Deep Learning for 3D Point Clouds: A Survey

这篇具有很好参考价值的文章主要介绍了Deep Learning for 3D Point Clouds: A Survey。希望对大家有所帮助。如果存在错误或未考虑完全的地方，请大家不吝赐教，您也可以点击"举报违法"按钮提交疑问。

Guo Y, Wang H, Hu Q, et al. Deep learning for 3d point clouds: A survey[J]. IEEE Transactions on Pattern Analysis and Machine Intelligence, 2020.
之前组会要分享的一篇综述，太长了没读完，不知道啥时候能写完。。

一、摘要

最近，点云学习因其在计算机视觉、自动驾驶和机器人等许多领域的广泛应用而引起越来越多的关注。作为人工智能领域的主导技术，深度学习已成功用于解决各种二维视觉问题。然而，由于使用深度神经网络处理点云所面临的独特挑战，点云上的深度学习仍处于起步阶段。最近，点云上的深度学习甚至变得蓬勃发展，人们提出了许多方法来解决这一领域的不同问题。为了促进未来的研究，本文全面回顾了点云深度学习方法的最新进展。

本文综述了三维理解的最新方法，包括三维形状分类、三维目标检测与跟踪、三维场景与目标分割。对这些方法进行了全面的分类和性能比较。文中还介绍了各种方法的优缺点，并列举了潜在的研究方向。
三维数据在不同领域有着广泛的应用，包括自动驾驶、机器人、遥感技术和医疗。

一些公开数据集：ModelNet、ShapeNet、ScanObjectNN、PartNet、S3DIS、ScanNet、Semantic3D、ApolloCar3D、the KITTI Vision Benchmark Suite 。这些公开的数据集促进了三维点云深度学习的研究，越来越多的方法被提出来解决与点云相关的各种问题，包括三维形状分类、三维目标检测与跟踪、三维点云分割、三维点云配准、六自由度姿态估计和三维重建等。

Deep Learning for 3D Point Clouds: A Survey

二、背景

三、 3D shape classification

Multi-view based : project an unstructured point cloud into 2D images.【基于多视：将非结构化的点云投影到二维图像中。】
Volumetric-based: convert a point cloud into a 3D volumetric representation. well-established 2D or 3D convolutional networks are leveraged to achieve shape classification.【基于体积：将点云转换为三维体积表示。利用成熟的二维或三维卷积网络来实现形状分类。】
Point-based: do not introduce explicit information loss.【基于点：不引入明确的信息损失】

3.1 Multi-view based Methods(project 3D shape into multi-views and extract view-wise features)【多视】

MVCNN: max-pooling, only retains maximum elements.【采用最大池化，仅保留最大特征】
MHBN: integrate local conv features by bilinear pooling -> compact global descriptor.【通过双线性池化整合局部的卷积特征】
a relation network to exploit inter-relationship over a group views -> discriminative 3D object representation.
View-GCN: multi views as graph nodes. Core layer composing of local graph convolution. Graph apply non-local message passing and selective view-sampling.【将“多视”视为图节点，核心层由局部图卷积组成。应用非局部的信息传递和选择性的视图采样。
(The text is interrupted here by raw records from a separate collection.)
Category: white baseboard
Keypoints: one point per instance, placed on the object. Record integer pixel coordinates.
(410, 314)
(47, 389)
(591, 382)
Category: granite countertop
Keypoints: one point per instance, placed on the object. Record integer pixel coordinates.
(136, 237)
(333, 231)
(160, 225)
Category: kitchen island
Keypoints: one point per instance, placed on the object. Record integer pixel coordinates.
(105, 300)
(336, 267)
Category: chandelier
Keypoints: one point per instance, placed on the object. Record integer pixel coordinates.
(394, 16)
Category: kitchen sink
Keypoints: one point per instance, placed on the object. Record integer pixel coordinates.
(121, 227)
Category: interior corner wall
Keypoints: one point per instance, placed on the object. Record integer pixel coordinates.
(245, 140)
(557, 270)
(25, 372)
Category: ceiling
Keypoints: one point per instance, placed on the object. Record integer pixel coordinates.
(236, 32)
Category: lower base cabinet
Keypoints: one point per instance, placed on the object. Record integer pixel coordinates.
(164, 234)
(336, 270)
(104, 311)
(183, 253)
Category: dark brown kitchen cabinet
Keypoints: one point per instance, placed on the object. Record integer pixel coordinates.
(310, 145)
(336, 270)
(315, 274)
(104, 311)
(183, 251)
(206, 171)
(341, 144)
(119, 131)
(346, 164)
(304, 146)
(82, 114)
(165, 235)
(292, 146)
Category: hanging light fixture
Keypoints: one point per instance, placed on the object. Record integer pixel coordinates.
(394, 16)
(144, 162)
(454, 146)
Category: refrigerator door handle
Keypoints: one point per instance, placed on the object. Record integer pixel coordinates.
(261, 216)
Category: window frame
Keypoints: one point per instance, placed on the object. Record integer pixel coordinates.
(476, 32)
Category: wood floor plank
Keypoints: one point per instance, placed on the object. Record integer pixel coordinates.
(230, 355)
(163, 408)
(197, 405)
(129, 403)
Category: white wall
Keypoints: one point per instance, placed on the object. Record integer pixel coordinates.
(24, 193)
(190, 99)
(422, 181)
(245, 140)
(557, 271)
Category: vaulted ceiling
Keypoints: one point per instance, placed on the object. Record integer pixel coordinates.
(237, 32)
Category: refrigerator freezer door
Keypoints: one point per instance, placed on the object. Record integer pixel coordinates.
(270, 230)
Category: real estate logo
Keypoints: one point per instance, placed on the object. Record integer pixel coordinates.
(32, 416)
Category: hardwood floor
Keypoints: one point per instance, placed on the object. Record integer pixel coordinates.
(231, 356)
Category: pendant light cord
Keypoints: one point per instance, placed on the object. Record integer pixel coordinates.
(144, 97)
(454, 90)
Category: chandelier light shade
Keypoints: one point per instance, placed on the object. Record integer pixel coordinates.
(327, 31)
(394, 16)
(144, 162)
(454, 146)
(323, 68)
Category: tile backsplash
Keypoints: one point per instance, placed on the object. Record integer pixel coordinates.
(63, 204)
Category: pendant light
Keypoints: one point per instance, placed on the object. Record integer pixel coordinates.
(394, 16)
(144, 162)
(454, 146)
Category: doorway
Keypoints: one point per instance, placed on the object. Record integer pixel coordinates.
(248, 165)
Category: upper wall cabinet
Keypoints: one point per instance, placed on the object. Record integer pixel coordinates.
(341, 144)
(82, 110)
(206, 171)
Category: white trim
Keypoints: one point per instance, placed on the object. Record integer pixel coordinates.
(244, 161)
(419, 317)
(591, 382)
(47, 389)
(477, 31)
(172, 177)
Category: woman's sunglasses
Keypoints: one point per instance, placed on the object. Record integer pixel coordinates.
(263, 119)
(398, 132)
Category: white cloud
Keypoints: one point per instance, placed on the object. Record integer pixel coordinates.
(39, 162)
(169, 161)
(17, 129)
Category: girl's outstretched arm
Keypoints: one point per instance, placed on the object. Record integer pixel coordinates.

】

3.2 Volumetric-based Methods(point cloud => 3D grids)【3D点云->3D网格】

VoxNet: volumetric occupancy network to achieve robust 3D object recognition.【volumetric occupancy网络来实现强大的三维物体识别。】
3D ShapeNets: conv deep belief-based network to learn distributions of points from various 3D shapes.【基于信念的深度网络学习各种三维形状的点的分布情况。】
OctNet: 1st hierarchically partition point cloud using a hybrid grid-octree structure.
Represent the scene with several shallow octrees along a regular grid.
Octree-based CNN: The average normal vectors(法向量) are fed into the network, and 3D CNN is applied on the octants. 【八叉树】

OctNet requires much less memory and runtime for high-resolution point clouds.【对于高分辨率的点云，八叉树需要更少的内存并且更快。】
PointGrid: Integrate point and grid represent for efficient point cloud processing. Use 3D Conv to extract features by sampling from each embedding volumetric grid cell.【整合点和网格来实现高效的点云处理。使用3D Conv从每个嵌入的体积网格单元取样来提取特征。】
Ben-Shabat: input point cloud -> 3D grids -> 3D modified Fisher Vector (3DmFV). Use CNN learn global representation.【point cloud -> 3D grids -> 3D modified Fisher Vector 】

3.3 Point-based Methods

Depending the network architecture used for the feature learning of each point.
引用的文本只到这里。